Most important, though, Simone is intent on bringing more diversity to the food and beverage industry. She’s the founder of SheChef, a thousand-member-strong networking organization for women, especially women of color. SheChef just launched a paid membership tier, and Simone is taking it on a multi-city panel tour this year, dubbed “Level Up,” to help female food entrepreneurs share and develop business-building skills.

Simone knows what it’s like to need a boost: After losing her job as a social worker, the then-moonlighting prep cook spent two years in a cruise-ship kitchen, then moved to New York City—with “two hundred dollars and two suitcases”—where she worked at a women’s shelter while attending culinary school. An internship with Food Network was her entrée to food styling, and she freelanced for years for major clients like Cabot cheese and the ABC food show The Chew. But in terms of visibility, her on-screen role with America’s Test Kitchen has been a next-level dream come true. “The way that I was raised, it’s always an honor to leave my house and represent black women,” Simone says. “It’s an honor. It’s a privilege.
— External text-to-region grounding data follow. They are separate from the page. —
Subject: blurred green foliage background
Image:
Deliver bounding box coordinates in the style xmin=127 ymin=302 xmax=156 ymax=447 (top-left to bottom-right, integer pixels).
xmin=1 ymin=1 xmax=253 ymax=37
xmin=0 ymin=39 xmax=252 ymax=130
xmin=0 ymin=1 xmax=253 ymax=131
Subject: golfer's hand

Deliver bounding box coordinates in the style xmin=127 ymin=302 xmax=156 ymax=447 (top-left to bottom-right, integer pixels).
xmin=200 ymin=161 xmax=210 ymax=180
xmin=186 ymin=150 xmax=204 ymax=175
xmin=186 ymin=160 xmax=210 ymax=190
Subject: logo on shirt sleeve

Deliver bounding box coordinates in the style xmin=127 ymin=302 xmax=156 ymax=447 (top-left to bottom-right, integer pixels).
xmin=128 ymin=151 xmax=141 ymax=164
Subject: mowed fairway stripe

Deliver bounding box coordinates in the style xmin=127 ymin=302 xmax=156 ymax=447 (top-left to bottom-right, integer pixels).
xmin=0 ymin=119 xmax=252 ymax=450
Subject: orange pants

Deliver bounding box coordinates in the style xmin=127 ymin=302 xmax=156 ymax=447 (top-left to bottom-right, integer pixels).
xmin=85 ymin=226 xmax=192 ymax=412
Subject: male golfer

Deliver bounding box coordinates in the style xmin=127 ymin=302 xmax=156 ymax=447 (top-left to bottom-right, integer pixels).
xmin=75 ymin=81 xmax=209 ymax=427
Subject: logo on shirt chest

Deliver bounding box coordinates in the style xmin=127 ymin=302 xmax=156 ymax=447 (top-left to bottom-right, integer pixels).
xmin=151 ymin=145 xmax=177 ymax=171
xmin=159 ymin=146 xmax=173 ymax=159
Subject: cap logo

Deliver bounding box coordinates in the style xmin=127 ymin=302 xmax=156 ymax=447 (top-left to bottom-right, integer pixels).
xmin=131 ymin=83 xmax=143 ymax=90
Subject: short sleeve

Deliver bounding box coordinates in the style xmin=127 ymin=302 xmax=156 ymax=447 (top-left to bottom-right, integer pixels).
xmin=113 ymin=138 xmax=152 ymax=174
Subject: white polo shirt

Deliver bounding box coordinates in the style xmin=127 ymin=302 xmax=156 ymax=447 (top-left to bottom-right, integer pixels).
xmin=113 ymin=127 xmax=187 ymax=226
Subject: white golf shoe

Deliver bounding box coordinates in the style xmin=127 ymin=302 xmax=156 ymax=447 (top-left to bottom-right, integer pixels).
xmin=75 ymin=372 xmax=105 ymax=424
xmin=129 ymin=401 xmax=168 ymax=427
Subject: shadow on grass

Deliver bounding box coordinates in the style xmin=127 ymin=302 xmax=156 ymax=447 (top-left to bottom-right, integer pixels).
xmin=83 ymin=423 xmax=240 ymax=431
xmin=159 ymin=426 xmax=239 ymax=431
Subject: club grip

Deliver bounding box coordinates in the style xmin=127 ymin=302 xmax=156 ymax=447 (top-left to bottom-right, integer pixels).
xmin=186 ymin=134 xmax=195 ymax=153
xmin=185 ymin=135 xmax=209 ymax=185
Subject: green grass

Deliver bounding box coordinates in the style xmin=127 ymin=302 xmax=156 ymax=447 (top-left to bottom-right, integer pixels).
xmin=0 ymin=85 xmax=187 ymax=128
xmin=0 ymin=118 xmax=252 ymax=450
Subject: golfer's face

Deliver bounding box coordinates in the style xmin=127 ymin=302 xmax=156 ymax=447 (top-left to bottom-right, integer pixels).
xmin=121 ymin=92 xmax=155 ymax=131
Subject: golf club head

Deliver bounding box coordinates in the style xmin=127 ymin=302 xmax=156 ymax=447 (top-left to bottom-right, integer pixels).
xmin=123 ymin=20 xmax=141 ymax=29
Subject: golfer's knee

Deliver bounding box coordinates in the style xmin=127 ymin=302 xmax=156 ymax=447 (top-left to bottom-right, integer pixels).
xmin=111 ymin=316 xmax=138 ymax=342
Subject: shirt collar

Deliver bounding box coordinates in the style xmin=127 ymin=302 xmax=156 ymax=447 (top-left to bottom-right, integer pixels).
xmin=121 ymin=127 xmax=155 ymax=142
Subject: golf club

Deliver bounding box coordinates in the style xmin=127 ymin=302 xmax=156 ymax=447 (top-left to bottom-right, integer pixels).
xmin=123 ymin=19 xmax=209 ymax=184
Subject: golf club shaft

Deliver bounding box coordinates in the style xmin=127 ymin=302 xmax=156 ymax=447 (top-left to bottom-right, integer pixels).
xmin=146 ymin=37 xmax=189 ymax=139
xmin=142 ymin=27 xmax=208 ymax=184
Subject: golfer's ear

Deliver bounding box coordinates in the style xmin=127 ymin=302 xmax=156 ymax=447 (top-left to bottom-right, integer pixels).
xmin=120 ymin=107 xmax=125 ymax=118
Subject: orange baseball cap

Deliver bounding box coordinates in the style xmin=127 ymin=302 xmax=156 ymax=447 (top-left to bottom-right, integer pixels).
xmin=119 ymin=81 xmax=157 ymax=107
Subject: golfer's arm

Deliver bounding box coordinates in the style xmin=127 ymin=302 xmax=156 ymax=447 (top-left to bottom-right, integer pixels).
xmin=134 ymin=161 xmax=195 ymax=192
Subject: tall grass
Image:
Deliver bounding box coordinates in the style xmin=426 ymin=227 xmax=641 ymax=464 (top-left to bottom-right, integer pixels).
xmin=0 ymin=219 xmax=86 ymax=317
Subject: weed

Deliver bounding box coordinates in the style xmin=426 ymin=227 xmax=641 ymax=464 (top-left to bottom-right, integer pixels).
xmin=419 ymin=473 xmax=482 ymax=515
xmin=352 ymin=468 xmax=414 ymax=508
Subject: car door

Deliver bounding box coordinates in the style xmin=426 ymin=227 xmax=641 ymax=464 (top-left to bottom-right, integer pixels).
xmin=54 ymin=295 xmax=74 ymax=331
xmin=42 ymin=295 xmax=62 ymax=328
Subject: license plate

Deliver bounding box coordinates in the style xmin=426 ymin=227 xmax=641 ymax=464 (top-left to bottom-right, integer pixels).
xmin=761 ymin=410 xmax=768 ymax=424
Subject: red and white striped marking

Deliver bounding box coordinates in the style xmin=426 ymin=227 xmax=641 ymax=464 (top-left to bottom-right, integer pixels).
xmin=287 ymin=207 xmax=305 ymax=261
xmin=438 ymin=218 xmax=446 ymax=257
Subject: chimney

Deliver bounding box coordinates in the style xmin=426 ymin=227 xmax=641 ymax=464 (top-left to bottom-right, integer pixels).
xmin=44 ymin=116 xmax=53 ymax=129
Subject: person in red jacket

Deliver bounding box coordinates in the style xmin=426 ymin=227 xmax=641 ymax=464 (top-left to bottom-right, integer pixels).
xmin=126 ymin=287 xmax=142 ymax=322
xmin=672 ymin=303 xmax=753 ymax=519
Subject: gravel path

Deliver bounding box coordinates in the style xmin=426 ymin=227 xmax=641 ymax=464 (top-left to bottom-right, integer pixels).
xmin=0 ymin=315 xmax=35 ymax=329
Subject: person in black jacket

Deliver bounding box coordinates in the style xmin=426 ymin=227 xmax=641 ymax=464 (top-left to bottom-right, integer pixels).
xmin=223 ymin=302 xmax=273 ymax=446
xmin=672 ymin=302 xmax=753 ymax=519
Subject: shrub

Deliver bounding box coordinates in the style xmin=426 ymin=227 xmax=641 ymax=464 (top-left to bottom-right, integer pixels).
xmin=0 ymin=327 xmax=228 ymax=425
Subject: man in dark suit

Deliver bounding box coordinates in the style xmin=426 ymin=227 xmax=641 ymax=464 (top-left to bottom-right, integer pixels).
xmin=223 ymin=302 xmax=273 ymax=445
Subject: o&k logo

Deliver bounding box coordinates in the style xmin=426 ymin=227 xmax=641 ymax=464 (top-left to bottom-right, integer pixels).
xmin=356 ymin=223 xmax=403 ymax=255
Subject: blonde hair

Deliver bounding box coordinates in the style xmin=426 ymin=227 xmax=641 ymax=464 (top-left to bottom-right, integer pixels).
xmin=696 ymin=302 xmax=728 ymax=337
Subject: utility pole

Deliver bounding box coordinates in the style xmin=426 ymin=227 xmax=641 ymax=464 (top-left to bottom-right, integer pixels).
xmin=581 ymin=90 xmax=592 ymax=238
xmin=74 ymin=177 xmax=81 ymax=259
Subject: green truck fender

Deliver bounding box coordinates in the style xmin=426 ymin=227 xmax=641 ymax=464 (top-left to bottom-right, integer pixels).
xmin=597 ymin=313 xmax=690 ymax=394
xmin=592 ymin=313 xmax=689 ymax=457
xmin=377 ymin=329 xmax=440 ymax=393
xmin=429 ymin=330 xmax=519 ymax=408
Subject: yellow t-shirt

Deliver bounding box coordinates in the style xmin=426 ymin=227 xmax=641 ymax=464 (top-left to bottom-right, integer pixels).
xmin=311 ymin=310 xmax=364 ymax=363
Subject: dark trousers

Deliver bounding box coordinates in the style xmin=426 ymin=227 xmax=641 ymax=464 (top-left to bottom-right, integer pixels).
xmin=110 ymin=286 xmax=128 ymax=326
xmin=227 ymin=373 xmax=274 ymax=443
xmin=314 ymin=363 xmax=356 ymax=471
And you should always treat it as such.”

That’s why this February, Simone is launching 28 Days of Edna, a monthlong series on ATK’s IGTV channel that pays tribute to Edna Lewis, the pioneering African-American female chef. Lewis’s legacy inspires Simone, who knows what it’s like to feel passed over for promotions and deal with frustrating biases. Though proud to make TV history, she wants to build a world with fewer firsts like hers.

“Little girls hug me like they’ve known me their whole life,” Simone says. “They see me and can see themselves. I couldn’t ask for a better position to be in.”